23 Oct SKECHERS Third Quarter 2013 Financial Results
SKECHERS USA, Inc. (NYSE:SKX), a global footwear leader, today announced financial results for the quarter ended September 30, 2013.
Third quarter 2013 net sales were $515.8 million compared to $429.4 million for the third quarter of 2012. Gross profit for the third quarter of 2013 was $230.5 million or 44.7 percent of net sales compared to $187.8 million or 43.7 percent of net sales for the third quarter of last year. Earnings from operations for the third quarter of 2013 were $44.0 million versus earnings from operations of $20.3 million in the third quarter of 2012. Due to increased domestic profitability, the Company revised its estimated effective tax rate for 2013 to 32 percent from 30 percent. As a result, the tax rate for the third quarter of 2013 was 33.2 percent. Also, earnings from operations included additional professional fees related to the re-audit of its 2011 and 2012 consolidated financial statements of approximately $900,000 and $1.7 million during the three and nine months ended September 30, 2013, respectively.
“The momentum we experienced in the first half of the year continued through the third quarter as we saw revenue growth of 20 percent, making our quarterly net sales the second highest in the company’s history,” began David Weinberg, chief operating officer and chief financial officer. “This growth was the result of strong product demand across our men’s, women’s and kids collections, which drove double-digit increases in net sales in our domestic wholesale and domestic and international company-owned retail businesses, as well as single-digit improvements in our international wholesale business. The 16.9 percent comp stores increase in our domestic and international company-owned stores during the quarter is further validation of the increased demand for our product.”

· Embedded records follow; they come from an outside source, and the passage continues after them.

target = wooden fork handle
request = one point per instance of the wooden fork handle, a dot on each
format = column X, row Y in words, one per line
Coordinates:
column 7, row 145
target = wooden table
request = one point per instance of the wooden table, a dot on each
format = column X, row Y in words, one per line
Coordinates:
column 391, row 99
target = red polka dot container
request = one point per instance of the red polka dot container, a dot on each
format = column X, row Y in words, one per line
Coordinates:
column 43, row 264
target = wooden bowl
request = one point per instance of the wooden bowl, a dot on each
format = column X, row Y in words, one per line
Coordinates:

Net earnings for the third quarter were $26.8 million compared to net earnings of $11.0 million in the third quarter of 2012. Diluted net earnings per share for the third quarter were $0.53 on 50,604,000 weighted average shares outstanding, compared to diluted net earnings per share of $0.22 on 49,923,000 weighted average shares outstanding for the third quarter of 2012.

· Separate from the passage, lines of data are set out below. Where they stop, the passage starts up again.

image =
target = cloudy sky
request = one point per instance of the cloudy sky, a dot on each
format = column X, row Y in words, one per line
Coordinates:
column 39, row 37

For the nine months ended September 30, 2013, net sales were $1.396 billion compared to net sales of $1.165 billion in the first nine months of 2012. Gross profit for the first nine months of 2013 was $618.1 million or 44.3 percent of net sales, compared to $514.9 million or 44.2 percent of net sales for the first nine months of 2012. Earnings from operations for the first nine months of 2013 were $76.5 million, compared to earnings from operations of $14.4 million in the first nine months of 2012.

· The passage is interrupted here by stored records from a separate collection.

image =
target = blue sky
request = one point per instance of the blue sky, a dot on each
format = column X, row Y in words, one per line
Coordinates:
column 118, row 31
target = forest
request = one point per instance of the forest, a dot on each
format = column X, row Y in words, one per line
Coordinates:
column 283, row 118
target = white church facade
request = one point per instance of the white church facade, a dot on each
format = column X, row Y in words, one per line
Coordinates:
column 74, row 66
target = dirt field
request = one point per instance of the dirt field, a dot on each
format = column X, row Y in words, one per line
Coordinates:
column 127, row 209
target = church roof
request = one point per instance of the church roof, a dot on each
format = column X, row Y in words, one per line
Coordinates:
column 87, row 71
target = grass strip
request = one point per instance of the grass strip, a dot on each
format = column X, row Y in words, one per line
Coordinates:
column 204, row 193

Net earnings for first nine months of 2013 were $40.6 million compared to net earnings of $5.6 million in the same period last year. Diluted net earnings per share in the first nine months of 2013 was $0.80 per share on 50,532,000 weighted average shares, compared to net earnings per share of $0.11 on 49,834,000 weighted average shares for the same period last year.
Robert Greenberg, SKECHERS chief executive officer, commented: “Through constant product innovation, development and execution backed by effective marketing, the last three months, as well as the first half of the year, have been exceptional for Skechers. The strong demand for our product is reflected in both our sales and incoming order rates. This demand is driven by multiple product categories — from our award-winning Skechers GO platform to the Relaxed Fit from Skechers collections for men and women, to our lighted and non-lighted kids offering — both in the United States as well as many key markets around the world. To create increased brand awareness, we continue to support our many successful product initiatives with a multi-platform marketing approach with television commercials as the cornerstone, and print, outdoor, events, digital, in-store, and social media as integral mediums. During back-to-school, we aired a number of campaigns, including television commercials with Brooke Burke-Charvet and Joe Montana, both of which we will also air for the Holiday season. We are continuing to build on this momentum with the development of more new product, including the evolution of our Skechers GO footwear and the expansion of our Skechers Sport and Sport Active collections, and we believe that our continued strong product and marketing support will result in further growth opportunities in 2014.”
Mr. Weinberg added, “We believe the product success and financial performance we have experienced in the first nine months of 2013 will continue in the fourth quarter, as well as into 2014. Our domestic and international combined backlogs are up 19.7 percent from the prior year period, and our third quarter was one of our strongest third quarters for incoming orders, with October also shaping up to be one of our strongest Octobers for incoming orders. Our cash balance of $333 million, in-line inventory levels, and significantly improved profitability are all indicators of our commitment to efficiently grow our business. While we are very pleased with our position in the global footwear market, we believe the strong demand for our many product categories will continue into the foreseeable future.”